«L’anno dello scudetto mi rapirono per fare festa. E al San Paolo una parte della curva è intitolata “Quelli della notte”. Di nuovo campioni? Non è un miraggio, ma un sogno. Meraviglioso e importante per dimostrare che Napoli è positiva, vincente. Non è soltanto quella del disordine, della furbizia, della malavita, ma anche una citta positiva, ricca di poeti, intellettuali, grandi artisti, professionisti di primo ordine. Questa è la Napoli vera, classica, d’autore, la Napoli del futuro. La mia missione? Valorizzare questa Napoli, farla conoscere, ovunque. Anche nel Varesotto, tra sindaci leghisti».
Un Napoli che perde i suoi gioielli, Lavezzi prima, poi Cavani. Eppure è sempre lì, al vertice
«Perché ha tanti motivi per volere la riscossa, c’è sofferenza, ansia, angosce, ma anche sensibilità, merito, allegria. Essere lì, in cima alla classifica, fa un gran bene. Anche ai mie ragazzi dell’Orchestra italiana: in tournèe dall’altra parte del mondo, una vittoria dava la carica per suonare meglio».
De Laurentiis è uomo di spettacolo
«Quando è diventato presidente io e De Crescenzo siamo andati ad omaggiarlo.

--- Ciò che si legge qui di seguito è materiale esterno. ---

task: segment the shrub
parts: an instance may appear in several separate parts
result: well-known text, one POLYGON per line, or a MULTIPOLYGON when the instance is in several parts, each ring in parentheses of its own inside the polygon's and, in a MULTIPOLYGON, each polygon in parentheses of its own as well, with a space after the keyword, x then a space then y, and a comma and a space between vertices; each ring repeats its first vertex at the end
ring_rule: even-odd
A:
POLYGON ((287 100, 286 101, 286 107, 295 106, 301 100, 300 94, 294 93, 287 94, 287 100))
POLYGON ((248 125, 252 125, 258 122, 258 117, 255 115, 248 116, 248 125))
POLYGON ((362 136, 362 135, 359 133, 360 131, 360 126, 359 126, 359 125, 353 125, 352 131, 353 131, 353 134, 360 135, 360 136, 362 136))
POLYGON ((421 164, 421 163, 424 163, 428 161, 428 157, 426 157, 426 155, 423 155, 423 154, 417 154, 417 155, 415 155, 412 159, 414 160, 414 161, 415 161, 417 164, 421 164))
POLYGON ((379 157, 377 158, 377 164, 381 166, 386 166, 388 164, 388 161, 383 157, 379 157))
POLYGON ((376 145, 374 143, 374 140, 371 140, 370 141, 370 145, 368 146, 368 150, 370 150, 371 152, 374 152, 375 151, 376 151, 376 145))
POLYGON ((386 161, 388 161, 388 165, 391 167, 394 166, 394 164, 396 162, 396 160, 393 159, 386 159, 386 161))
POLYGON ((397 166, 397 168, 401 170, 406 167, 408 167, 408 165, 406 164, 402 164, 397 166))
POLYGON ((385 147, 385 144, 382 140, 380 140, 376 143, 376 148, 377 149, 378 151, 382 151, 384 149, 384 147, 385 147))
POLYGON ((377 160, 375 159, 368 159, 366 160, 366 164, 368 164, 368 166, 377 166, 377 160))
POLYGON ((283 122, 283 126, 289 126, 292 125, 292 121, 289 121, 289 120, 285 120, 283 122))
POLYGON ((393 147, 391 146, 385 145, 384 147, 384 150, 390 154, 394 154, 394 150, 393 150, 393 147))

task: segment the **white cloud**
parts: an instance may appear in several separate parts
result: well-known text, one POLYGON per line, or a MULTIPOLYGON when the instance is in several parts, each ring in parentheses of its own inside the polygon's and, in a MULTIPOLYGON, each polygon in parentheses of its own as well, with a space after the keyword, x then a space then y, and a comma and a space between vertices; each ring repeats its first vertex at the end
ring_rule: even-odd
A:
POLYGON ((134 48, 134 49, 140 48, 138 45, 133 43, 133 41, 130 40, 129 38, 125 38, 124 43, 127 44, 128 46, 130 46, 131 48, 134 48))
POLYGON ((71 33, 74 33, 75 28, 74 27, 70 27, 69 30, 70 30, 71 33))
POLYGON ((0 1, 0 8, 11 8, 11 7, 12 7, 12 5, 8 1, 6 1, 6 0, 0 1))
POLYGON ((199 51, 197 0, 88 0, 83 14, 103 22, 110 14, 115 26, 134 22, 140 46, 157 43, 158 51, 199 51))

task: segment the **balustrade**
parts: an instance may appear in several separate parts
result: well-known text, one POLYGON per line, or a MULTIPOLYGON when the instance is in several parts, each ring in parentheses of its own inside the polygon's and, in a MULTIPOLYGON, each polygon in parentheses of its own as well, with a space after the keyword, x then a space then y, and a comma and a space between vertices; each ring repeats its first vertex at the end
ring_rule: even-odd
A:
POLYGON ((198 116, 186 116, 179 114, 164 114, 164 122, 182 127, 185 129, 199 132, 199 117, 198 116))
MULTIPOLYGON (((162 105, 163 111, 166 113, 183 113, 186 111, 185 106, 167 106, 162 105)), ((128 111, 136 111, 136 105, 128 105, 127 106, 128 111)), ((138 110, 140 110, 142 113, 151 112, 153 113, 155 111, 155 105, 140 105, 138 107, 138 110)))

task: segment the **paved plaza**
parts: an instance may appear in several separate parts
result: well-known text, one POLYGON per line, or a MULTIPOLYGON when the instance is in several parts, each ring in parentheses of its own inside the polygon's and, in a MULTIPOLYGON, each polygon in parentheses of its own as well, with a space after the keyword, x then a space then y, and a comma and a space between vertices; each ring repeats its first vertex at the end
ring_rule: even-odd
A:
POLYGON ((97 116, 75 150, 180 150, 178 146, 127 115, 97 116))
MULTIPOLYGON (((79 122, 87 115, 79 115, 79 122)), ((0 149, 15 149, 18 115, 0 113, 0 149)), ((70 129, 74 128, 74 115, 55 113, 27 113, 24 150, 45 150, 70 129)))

Mi ha chiesto di elaborare un adattamento sportivo di “’O sole mio” da lanciare allo stadio, ma non è semplice. Mi sa che il progetto è stato accantonato».
L’uscita di Maradona?
«Se la poteva risparmiare. Questo atteggiamento da lui non lo capisco, anche se penso fosse in buona fede. Maradona rimane il più grande giocatore del mondo, un grande artista. E i grandi artisti sono così, grandissimi e con caratteri bizzarri, terribili. Penso a Cassius Clay, o a Charlie Chaplin».
Tifoso al San Paolo, magari tra «Quelli della notte»?
«No, allo stadio sono andato raramente. Sono ansioso. Quella sportiva è una mia antica passioncella: giocavo malamente a calcio, terzino. Meglio a tennis. Ma con il mio spettacolo al Madison Squadre Garden ai Mondiali americani del’94 portai fortuna all’Italia. È il mio swing napoletano a portare fortuna».